To fully appreciate the significance of the Interior Department’s long-awaited decision earlier this week to allow Shell Oil to drill three exploratory wells in the contested Chukchi Sea, you need to keep in mind the recent struggles and uncertainties that the oil industry in the state of Alaska has faced.
Last month, ConocoPhillips announced that for the first time in 40 years, it had no plans to drill new exploratory wells in Alaska. BP, meanwhile, reportedly cut its 2010 development budget for Alaska by 15%. Volume on the trans-Alaska pipeline is way down from its 1988 peak, reflecting a failure of newer fields to offset the decline from Prudhoe Bay. And as capacity approaches the point at which operating the pipeline would no longer be feasible, thousands of jobs, as well as the future of the state’s main industry hang in the balance.
All of these developments are part of a general uncertainty over the future of the Alaskan oil production. The uncertainty comes not from any doubts about large volumes of untapped reserves in the state: By conservative estimates, Alaska’s coastal waters hold 27 billion barrels of oil and 132 trillion cubic feet of natural gas. Rather, questions persist over our ability to access those reserves.
The December 7 Interior Department ruling allowing Shell to drill in Chukchi resolves a longstanding dispute in one of the state’s most oil rich regions. An appeals court ruling earlier this year had allowed some other oil and gas projects in Alaska that had been initiated during the Bush Administration, but then held up under Obama, to go forward.
The Chukchi Sea is considered one of the most underdeveloped sources of oil in the U.S. Shell is eager to begin drilling. Alaska Governor Sean Parnell is also looking forward to the project getting underway. “Alaskans need these jobs and Shell is well prepared to explore for and develop oil and gas basins critical to our nation’s security,” he said in a statement.

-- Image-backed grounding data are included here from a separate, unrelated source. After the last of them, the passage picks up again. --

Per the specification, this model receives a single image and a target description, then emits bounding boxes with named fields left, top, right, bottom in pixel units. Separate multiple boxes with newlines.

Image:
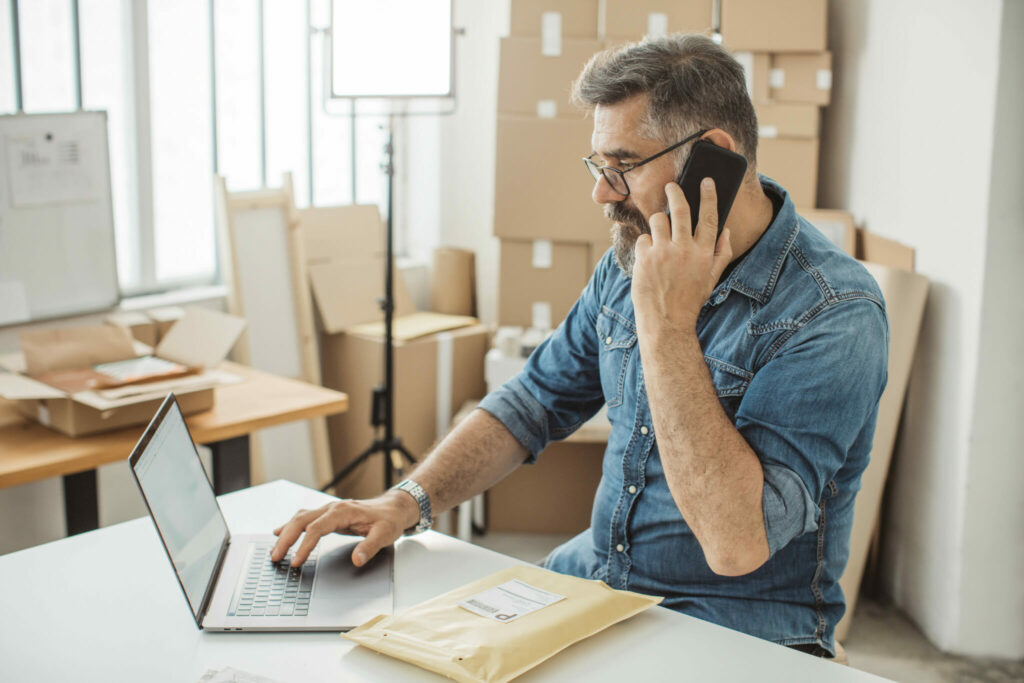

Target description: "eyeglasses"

left=582, top=129, right=707, bottom=197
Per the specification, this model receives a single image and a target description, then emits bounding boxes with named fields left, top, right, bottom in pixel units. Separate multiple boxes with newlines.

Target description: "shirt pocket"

left=704, top=355, right=753, bottom=420
left=596, top=306, right=637, bottom=408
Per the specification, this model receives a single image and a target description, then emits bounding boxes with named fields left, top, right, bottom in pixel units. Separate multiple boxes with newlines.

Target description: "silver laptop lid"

left=130, top=394, right=229, bottom=626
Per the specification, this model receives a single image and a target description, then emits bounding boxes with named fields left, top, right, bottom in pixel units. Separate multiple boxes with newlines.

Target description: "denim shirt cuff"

left=477, top=378, right=550, bottom=463
left=761, top=463, right=820, bottom=556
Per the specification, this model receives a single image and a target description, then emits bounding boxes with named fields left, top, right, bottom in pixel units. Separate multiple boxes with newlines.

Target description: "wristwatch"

left=393, top=479, right=433, bottom=534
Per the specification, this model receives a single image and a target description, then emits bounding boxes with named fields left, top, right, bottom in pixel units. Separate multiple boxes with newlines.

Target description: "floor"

left=471, top=531, right=1024, bottom=683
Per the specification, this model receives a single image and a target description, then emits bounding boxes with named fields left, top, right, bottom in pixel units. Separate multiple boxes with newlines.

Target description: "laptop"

left=129, top=393, right=394, bottom=632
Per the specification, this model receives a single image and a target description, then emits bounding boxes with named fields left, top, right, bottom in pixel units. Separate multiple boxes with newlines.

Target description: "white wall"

left=821, top=0, right=1022, bottom=657
left=958, top=0, right=1024, bottom=656
left=438, top=0, right=509, bottom=326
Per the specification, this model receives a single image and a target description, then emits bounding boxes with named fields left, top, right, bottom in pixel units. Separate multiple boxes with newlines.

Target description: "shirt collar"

left=710, top=175, right=800, bottom=307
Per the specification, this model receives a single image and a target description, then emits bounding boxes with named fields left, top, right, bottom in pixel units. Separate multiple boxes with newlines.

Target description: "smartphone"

left=676, top=139, right=748, bottom=236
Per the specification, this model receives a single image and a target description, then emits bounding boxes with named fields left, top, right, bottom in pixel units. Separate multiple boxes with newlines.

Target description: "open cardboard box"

left=301, top=209, right=488, bottom=500
left=0, top=307, right=246, bottom=436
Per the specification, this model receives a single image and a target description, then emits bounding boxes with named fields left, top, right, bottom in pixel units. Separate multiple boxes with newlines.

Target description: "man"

left=272, top=35, right=888, bottom=657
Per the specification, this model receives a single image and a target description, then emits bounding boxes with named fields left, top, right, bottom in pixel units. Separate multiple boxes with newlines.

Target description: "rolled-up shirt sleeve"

left=478, top=253, right=608, bottom=463
left=736, top=297, right=889, bottom=556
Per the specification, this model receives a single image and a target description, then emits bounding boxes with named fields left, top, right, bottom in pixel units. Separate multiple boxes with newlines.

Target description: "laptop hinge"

left=197, top=536, right=233, bottom=627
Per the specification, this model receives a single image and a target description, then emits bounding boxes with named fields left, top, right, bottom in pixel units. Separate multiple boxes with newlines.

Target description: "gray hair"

left=572, top=34, right=758, bottom=170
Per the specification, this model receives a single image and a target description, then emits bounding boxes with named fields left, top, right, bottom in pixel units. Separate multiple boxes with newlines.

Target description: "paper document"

left=458, top=579, right=565, bottom=623
left=6, top=132, right=101, bottom=206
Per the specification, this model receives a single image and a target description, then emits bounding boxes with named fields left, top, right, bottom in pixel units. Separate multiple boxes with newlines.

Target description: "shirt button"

left=628, top=485, right=637, bottom=494
left=640, top=426, right=649, bottom=435
left=605, top=336, right=612, bottom=345
left=616, top=544, right=624, bottom=553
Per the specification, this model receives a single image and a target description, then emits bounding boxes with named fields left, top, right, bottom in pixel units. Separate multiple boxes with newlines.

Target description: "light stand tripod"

left=322, top=115, right=416, bottom=492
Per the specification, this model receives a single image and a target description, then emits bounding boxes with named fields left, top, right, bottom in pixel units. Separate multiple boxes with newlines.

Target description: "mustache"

left=605, top=201, right=649, bottom=233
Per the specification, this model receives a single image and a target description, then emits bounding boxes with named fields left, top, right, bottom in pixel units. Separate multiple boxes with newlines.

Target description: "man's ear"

left=701, top=128, right=737, bottom=152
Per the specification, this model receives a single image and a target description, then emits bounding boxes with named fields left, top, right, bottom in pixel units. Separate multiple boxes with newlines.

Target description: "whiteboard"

left=0, top=112, right=119, bottom=325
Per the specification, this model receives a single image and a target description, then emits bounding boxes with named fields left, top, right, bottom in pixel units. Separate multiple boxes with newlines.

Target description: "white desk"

left=0, top=481, right=888, bottom=682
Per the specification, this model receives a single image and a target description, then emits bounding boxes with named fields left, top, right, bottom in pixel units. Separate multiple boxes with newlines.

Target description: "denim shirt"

left=479, top=177, right=889, bottom=654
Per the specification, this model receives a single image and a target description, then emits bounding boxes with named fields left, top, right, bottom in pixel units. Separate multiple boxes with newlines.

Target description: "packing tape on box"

left=758, top=124, right=779, bottom=139
left=435, top=331, right=454, bottom=440
left=541, top=12, right=562, bottom=56
left=647, top=13, right=668, bottom=38
left=817, top=69, right=833, bottom=90
left=532, top=302, right=553, bottom=330
left=532, top=240, right=554, bottom=268
left=536, top=100, right=557, bottom=119
left=770, top=68, right=786, bottom=89
left=735, top=52, right=755, bottom=99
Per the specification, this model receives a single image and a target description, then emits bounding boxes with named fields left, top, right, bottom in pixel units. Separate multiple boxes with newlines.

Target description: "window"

left=4, top=0, right=398, bottom=298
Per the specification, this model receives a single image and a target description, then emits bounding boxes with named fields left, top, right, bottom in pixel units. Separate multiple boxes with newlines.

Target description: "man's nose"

left=592, top=174, right=626, bottom=205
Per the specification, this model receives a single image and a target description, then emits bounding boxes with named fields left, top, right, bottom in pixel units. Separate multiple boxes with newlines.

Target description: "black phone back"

left=677, top=140, right=748, bottom=236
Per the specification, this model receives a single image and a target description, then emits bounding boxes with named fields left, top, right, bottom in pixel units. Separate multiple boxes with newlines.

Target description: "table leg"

left=210, top=435, right=250, bottom=495
left=63, top=470, right=98, bottom=536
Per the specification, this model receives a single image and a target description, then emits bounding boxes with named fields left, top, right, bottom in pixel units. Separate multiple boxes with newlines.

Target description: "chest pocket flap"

left=597, top=307, right=637, bottom=407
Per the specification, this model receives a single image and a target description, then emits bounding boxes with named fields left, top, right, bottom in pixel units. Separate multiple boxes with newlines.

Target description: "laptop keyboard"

left=228, top=543, right=318, bottom=617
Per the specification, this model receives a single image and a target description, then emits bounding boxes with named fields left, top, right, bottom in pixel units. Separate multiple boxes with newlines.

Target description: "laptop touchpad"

left=312, top=538, right=394, bottom=623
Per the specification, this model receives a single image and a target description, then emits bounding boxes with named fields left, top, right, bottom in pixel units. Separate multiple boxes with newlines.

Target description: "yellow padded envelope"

left=343, top=564, right=662, bottom=683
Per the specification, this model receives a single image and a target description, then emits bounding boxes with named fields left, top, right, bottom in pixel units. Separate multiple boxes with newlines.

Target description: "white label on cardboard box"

left=816, top=69, right=833, bottom=90
left=646, top=13, right=668, bottom=38
left=435, top=332, right=454, bottom=439
left=531, top=240, right=554, bottom=268
left=541, top=12, right=562, bottom=56
left=536, top=100, right=557, bottom=119
left=758, top=124, right=779, bottom=139
left=734, top=52, right=755, bottom=99
left=815, top=220, right=847, bottom=250
left=770, top=68, right=786, bottom=89
left=36, top=402, right=50, bottom=426
left=458, top=579, right=565, bottom=623
left=531, top=302, right=552, bottom=330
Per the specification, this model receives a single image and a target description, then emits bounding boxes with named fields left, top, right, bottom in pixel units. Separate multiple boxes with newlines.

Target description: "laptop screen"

left=131, top=397, right=229, bottom=621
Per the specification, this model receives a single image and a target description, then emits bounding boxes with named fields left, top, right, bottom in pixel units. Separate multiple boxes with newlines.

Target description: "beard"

left=607, top=201, right=654, bottom=277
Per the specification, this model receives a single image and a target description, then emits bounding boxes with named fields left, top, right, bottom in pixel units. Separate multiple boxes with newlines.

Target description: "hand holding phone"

left=676, top=139, right=748, bottom=236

However, it is worth stressing, as we’ve said before on this blog, that oil majors in no way regard this, or any other favorable ruling, as a license to drill with abandon. In fact, Shell won approval to drill in Chukchi only after it presented a proposal that addressed environmental concerns, in part by tightening the pollution controls on its drill ship. It was a costly and time consuming investment that should underscore the industry’s interest in Alaskan oil and gas, but its desire to do right by the state over the long haul.